T20 World Cup 2024 | Markram’s South Africa can be proud of its stirring World Cup campaign

The run till the T20 summit clash, with close victories along the way, will hold the Proteas in good stead in future tournaments

Updated - July 01, 2024 11:37 pm IST

Published - July 01, 2024 11:28 pm IST - Chennai

So near: South Africa defeated every opponent before falling short in the final.

So near: South Africa defeated every opponent before falling short in the final. | Photo Credit: Getty Images

A warm March night ebbed away at Dhaka and South Africa had just lost the 2011 World Cup quarterfinal against New Zealand. Graeme Smith trudged into the post-match press-conference hall and an insensitive reporter said: “Earlier you were all called chokers, now they are saying jokers.”

Smith, moist eyes and a tremulous voice, handled that question with grace and subsequently explained why the Proteas lost. But the word choke became this constant shadow and an easy cliche that trailed South Africa. But what transpired at Bridgetown on Saturday was never a choke as that would be a lazy inference.

South Africa was done in by a superior Indian team even when a mere 30 were required from the last five overs.
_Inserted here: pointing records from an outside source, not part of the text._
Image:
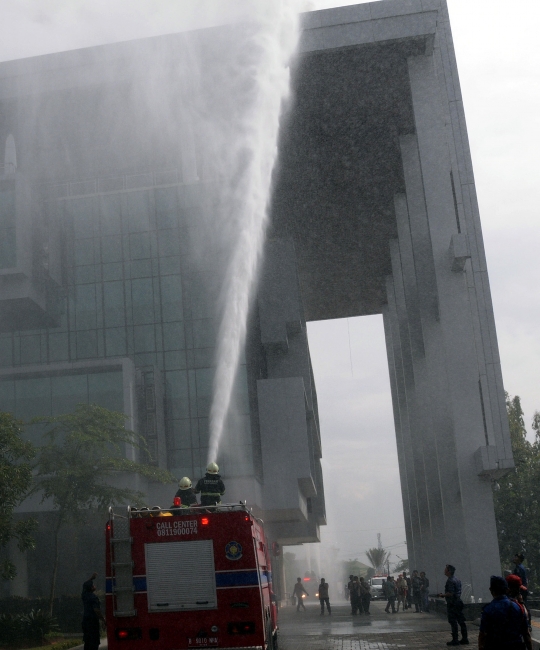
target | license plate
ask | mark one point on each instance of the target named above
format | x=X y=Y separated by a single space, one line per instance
x=203 y=642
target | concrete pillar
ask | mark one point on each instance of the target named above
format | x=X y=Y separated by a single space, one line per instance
x=446 y=397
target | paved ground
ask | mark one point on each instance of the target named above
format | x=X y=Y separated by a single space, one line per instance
x=379 y=631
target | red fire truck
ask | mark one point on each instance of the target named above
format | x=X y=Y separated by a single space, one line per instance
x=189 y=578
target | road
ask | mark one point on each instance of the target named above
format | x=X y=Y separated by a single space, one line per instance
x=341 y=631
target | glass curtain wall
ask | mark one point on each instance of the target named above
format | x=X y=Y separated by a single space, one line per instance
x=133 y=289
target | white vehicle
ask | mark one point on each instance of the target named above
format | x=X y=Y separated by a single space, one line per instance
x=376 y=583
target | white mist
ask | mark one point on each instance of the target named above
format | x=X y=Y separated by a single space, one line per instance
x=272 y=44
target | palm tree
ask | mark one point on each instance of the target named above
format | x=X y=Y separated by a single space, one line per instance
x=378 y=558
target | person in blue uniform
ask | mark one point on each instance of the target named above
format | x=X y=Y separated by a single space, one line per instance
x=454 y=606
x=519 y=570
x=91 y=616
x=210 y=486
x=503 y=625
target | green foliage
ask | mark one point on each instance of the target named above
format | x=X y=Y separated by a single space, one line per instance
x=23 y=629
x=517 y=503
x=84 y=452
x=378 y=558
x=15 y=481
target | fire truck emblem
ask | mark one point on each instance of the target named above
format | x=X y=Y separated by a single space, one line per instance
x=233 y=551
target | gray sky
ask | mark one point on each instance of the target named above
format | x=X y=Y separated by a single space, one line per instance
x=498 y=59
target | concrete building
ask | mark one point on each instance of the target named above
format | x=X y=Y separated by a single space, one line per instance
x=376 y=193
x=374 y=211
x=110 y=281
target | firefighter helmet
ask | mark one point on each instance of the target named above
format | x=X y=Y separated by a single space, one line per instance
x=212 y=468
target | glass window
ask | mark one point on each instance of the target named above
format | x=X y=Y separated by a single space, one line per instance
x=110 y=211
x=177 y=394
x=171 y=298
x=138 y=211
x=113 y=298
x=87 y=344
x=168 y=243
x=68 y=391
x=58 y=347
x=173 y=336
x=166 y=207
x=175 y=360
x=8 y=248
x=33 y=397
x=140 y=269
x=169 y=266
x=6 y=359
x=181 y=464
x=143 y=301
x=139 y=246
x=106 y=389
x=30 y=349
x=84 y=252
x=83 y=217
x=115 y=342
x=181 y=434
x=113 y=271
x=85 y=308
x=85 y=274
x=7 y=209
x=144 y=338
x=111 y=249
x=7 y=396
x=204 y=335
x=204 y=378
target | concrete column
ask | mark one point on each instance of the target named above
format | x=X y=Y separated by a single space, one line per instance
x=403 y=428
x=452 y=364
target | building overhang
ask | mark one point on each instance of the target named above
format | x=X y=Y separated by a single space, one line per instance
x=339 y=163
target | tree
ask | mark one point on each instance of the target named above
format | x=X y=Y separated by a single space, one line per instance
x=15 y=483
x=378 y=558
x=517 y=502
x=82 y=453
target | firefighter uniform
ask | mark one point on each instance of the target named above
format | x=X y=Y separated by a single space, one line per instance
x=211 y=489
x=187 y=497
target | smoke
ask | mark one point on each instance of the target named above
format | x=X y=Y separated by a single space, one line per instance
x=265 y=68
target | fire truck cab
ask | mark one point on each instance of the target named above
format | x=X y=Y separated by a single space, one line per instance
x=189 y=578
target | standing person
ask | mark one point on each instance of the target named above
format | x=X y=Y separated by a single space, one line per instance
x=503 y=625
x=210 y=486
x=365 y=595
x=89 y=583
x=515 y=593
x=401 y=586
x=91 y=616
x=424 y=591
x=409 y=590
x=298 y=592
x=389 y=589
x=349 y=586
x=519 y=570
x=186 y=494
x=323 y=596
x=454 y=606
x=356 y=604
x=416 y=583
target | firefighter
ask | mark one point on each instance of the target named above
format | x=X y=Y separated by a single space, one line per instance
x=186 y=494
x=210 y=487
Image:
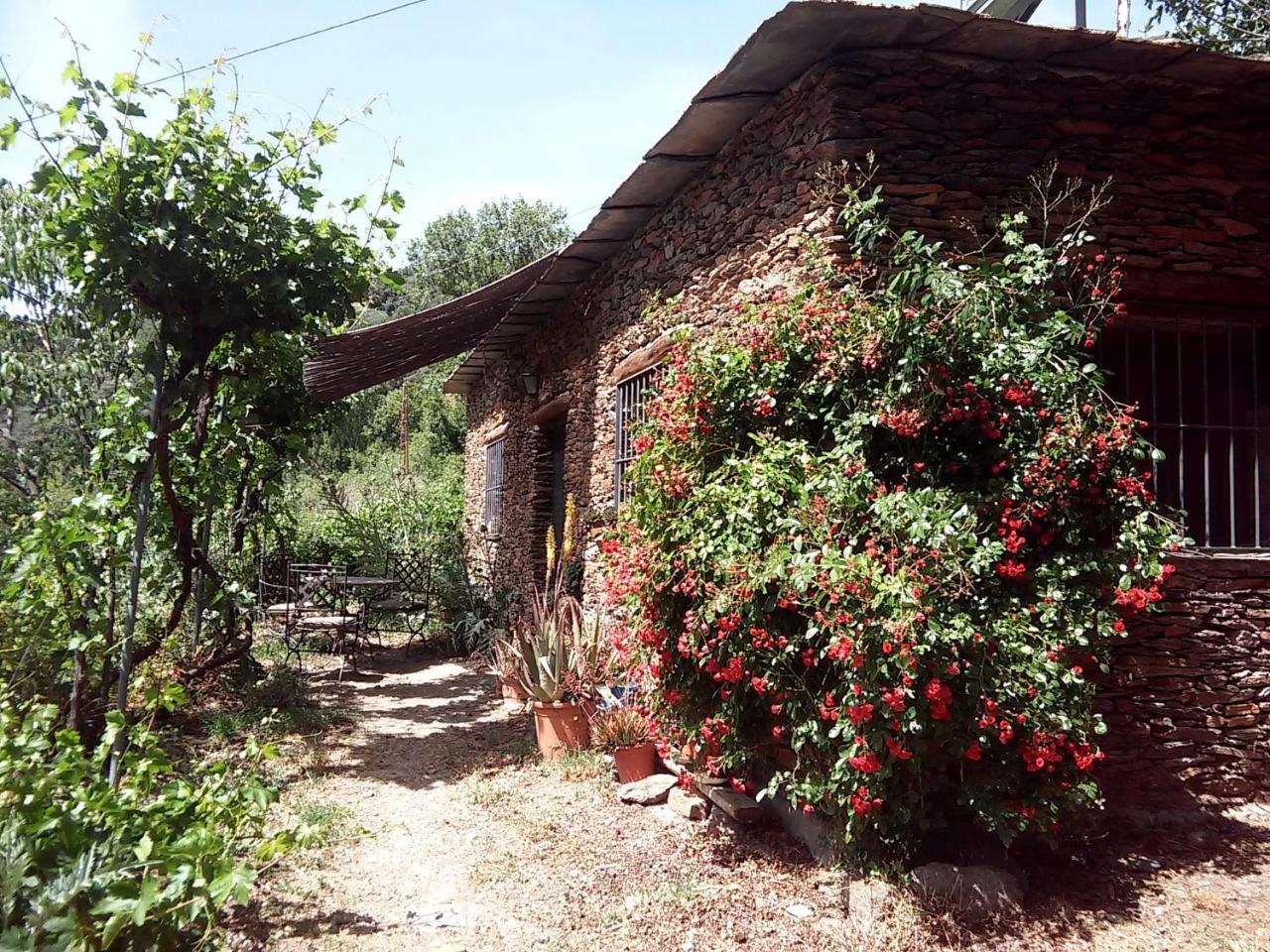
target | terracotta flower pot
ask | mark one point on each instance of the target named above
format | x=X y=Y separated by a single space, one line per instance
x=635 y=763
x=561 y=726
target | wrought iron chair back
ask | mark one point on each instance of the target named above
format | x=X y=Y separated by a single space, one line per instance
x=411 y=595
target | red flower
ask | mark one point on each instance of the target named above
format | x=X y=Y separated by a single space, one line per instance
x=865 y=763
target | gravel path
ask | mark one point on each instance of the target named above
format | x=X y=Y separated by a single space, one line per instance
x=447 y=833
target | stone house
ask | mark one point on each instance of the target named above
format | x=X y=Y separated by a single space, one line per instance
x=959 y=111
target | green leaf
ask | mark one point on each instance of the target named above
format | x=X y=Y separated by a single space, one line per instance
x=234 y=884
x=113 y=927
x=82 y=150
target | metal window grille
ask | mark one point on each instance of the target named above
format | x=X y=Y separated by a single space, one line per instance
x=494 y=472
x=633 y=397
x=1198 y=380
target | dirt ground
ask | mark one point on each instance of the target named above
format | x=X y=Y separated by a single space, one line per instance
x=441 y=832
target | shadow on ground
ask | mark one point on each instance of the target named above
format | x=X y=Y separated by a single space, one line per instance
x=422 y=721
Jasprit Bumrah, Arshdeep Singh and Hardik Pandya were hard to get away, add Suryakumar Yadav’s sensational catch to dismiss David Miller into the mix, and this was all about the eventual champion reiterating a dominant trait.

Yet, Aiden Markram’s men can draw inspiration from the manner in which they competed through the ICC T20 World Cup.
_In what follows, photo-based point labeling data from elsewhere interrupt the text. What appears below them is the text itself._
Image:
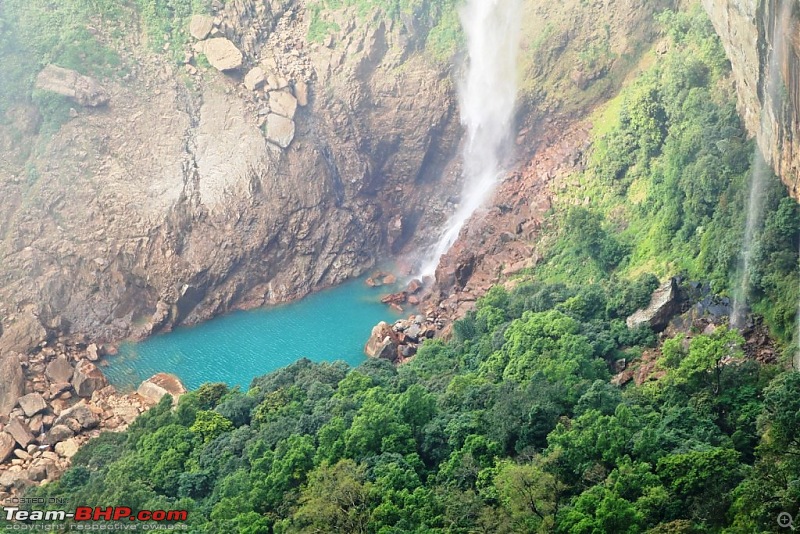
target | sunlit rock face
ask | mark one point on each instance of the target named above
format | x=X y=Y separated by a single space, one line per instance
x=750 y=32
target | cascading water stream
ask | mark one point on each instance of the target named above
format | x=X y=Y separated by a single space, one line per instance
x=487 y=96
x=761 y=170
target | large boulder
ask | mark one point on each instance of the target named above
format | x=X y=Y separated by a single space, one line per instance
x=58 y=434
x=383 y=343
x=67 y=448
x=7 y=446
x=59 y=370
x=32 y=403
x=200 y=26
x=664 y=304
x=222 y=54
x=84 y=90
x=12 y=382
x=279 y=130
x=14 y=480
x=255 y=78
x=79 y=413
x=20 y=432
x=283 y=103
x=87 y=379
x=155 y=387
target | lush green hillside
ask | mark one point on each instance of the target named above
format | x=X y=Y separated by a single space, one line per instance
x=513 y=425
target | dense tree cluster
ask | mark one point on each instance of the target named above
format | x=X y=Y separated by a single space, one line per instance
x=512 y=425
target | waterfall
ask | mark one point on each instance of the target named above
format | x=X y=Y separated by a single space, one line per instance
x=761 y=170
x=487 y=96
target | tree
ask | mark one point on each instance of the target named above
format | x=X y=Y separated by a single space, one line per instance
x=208 y=425
x=336 y=499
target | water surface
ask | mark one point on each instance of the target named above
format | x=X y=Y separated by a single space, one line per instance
x=330 y=325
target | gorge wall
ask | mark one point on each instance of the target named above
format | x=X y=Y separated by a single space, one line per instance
x=193 y=191
x=177 y=192
x=750 y=29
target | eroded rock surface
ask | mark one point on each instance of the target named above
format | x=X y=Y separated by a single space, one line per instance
x=750 y=31
x=84 y=90
x=155 y=387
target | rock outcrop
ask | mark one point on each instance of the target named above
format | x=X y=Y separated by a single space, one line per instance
x=750 y=32
x=39 y=437
x=87 y=379
x=184 y=200
x=664 y=304
x=222 y=54
x=84 y=90
x=155 y=387
x=12 y=382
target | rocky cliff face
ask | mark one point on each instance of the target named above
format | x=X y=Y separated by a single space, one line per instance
x=192 y=191
x=752 y=30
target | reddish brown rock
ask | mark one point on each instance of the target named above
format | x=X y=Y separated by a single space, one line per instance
x=414 y=286
x=155 y=387
x=382 y=343
x=395 y=298
x=7 y=445
x=20 y=432
x=87 y=379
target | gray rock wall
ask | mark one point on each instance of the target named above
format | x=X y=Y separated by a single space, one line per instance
x=750 y=29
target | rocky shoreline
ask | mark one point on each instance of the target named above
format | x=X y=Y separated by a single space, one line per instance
x=55 y=398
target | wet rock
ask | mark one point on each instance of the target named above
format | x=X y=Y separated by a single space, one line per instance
x=32 y=404
x=279 y=130
x=20 y=432
x=200 y=26
x=414 y=332
x=155 y=387
x=12 y=383
x=465 y=265
x=59 y=387
x=283 y=103
x=87 y=379
x=79 y=413
x=7 y=445
x=395 y=298
x=84 y=90
x=255 y=78
x=58 y=434
x=664 y=304
x=382 y=343
x=414 y=286
x=59 y=370
x=222 y=54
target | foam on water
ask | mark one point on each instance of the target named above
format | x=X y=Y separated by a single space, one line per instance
x=326 y=326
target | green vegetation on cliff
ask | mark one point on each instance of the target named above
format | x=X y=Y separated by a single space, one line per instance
x=513 y=426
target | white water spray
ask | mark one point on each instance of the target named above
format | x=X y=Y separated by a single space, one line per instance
x=761 y=170
x=487 y=97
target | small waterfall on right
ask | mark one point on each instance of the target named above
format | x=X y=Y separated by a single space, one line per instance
x=761 y=168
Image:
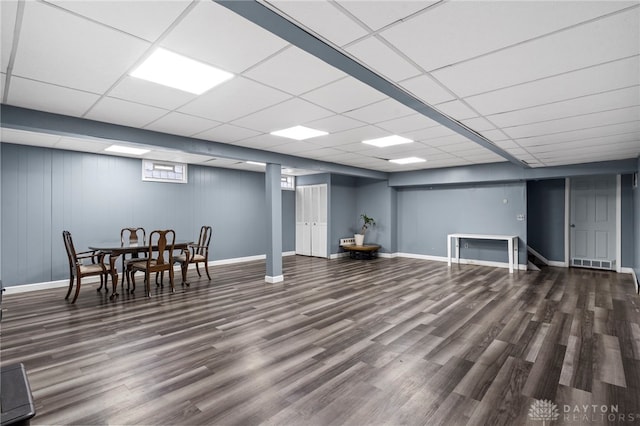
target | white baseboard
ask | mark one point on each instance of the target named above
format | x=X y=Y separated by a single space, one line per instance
x=273 y=280
x=22 y=288
x=462 y=261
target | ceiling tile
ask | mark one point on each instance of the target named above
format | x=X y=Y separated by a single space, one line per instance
x=385 y=12
x=284 y=115
x=227 y=133
x=213 y=34
x=581 y=134
x=23 y=137
x=322 y=18
x=92 y=62
x=177 y=123
x=136 y=19
x=83 y=144
x=8 y=11
x=475 y=28
x=425 y=88
x=628 y=96
x=224 y=103
x=456 y=109
x=382 y=60
x=335 y=123
x=575 y=123
x=408 y=124
x=601 y=78
x=126 y=113
x=294 y=71
x=47 y=97
x=333 y=96
x=384 y=110
x=597 y=42
x=148 y=93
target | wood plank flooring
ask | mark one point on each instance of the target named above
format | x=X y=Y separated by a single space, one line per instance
x=339 y=342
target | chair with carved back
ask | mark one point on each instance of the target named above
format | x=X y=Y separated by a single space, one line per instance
x=196 y=254
x=78 y=270
x=132 y=236
x=159 y=258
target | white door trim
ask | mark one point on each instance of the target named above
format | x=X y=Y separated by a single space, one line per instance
x=618 y=223
x=567 y=222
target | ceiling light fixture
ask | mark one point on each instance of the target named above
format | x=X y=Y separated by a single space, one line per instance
x=387 y=141
x=408 y=160
x=126 y=150
x=299 y=133
x=182 y=73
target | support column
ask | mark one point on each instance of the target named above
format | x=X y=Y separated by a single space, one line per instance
x=274 y=223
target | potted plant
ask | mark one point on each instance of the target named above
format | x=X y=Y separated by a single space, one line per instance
x=367 y=222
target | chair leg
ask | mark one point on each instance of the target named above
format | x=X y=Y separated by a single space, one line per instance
x=77 y=289
x=183 y=268
x=133 y=280
x=70 y=287
x=206 y=268
x=147 y=283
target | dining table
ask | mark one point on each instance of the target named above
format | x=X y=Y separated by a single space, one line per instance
x=115 y=249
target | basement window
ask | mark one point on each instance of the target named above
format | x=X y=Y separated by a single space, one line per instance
x=163 y=171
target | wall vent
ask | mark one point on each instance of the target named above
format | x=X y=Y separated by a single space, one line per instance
x=593 y=263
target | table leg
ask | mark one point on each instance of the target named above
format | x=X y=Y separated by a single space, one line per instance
x=510 y=248
x=114 y=275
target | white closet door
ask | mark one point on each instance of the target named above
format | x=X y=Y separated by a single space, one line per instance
x=303 y=224
x=319 y=222
x=311 y=220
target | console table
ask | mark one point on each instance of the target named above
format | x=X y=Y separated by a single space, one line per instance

An ICC World Cup trophy remains missing in the South African cupboard but the way the Proteas approached their games in this championship remained exemplary. Like India, South Africa was the other unbeaten squad until the final.

Be it defending champion England or a resurgent Afghanistan, all rivals were cast aside. This is a line-up that lacks the services of AB de Villiers, Faf du Plessis and Dale Steyn, all part of the retired club. But Markram had men like Quinton de Kock and Heinrich Klaasen to bolster the batting, and a varied bowling quartet of Kagiso Rabada, Anrich Nortje, Keshav Maharaj and Tabraiz Shamsi, to lean upon.

Steady progress

Readmitted to cricket through the tour of India in 1991, South Africa shed its isolation due to those wretched apartheid years, and made steady progress. Always a clear and present danger in global tournaments, somehow the Proteas used to combust on seeing the finishing line. Run-outs would happen or rain-rules would be wrongly interpreted.

Cut to the present, the Rainbow Nation, busy making space for all communities in its sporting edifice, has shown that it can raise hard questions in ICC tournaments.

In the future, a title may be seized but until then Markram’s men, once their tears dry up, can remember a superb campaign even if the summit clash did not go as per plan.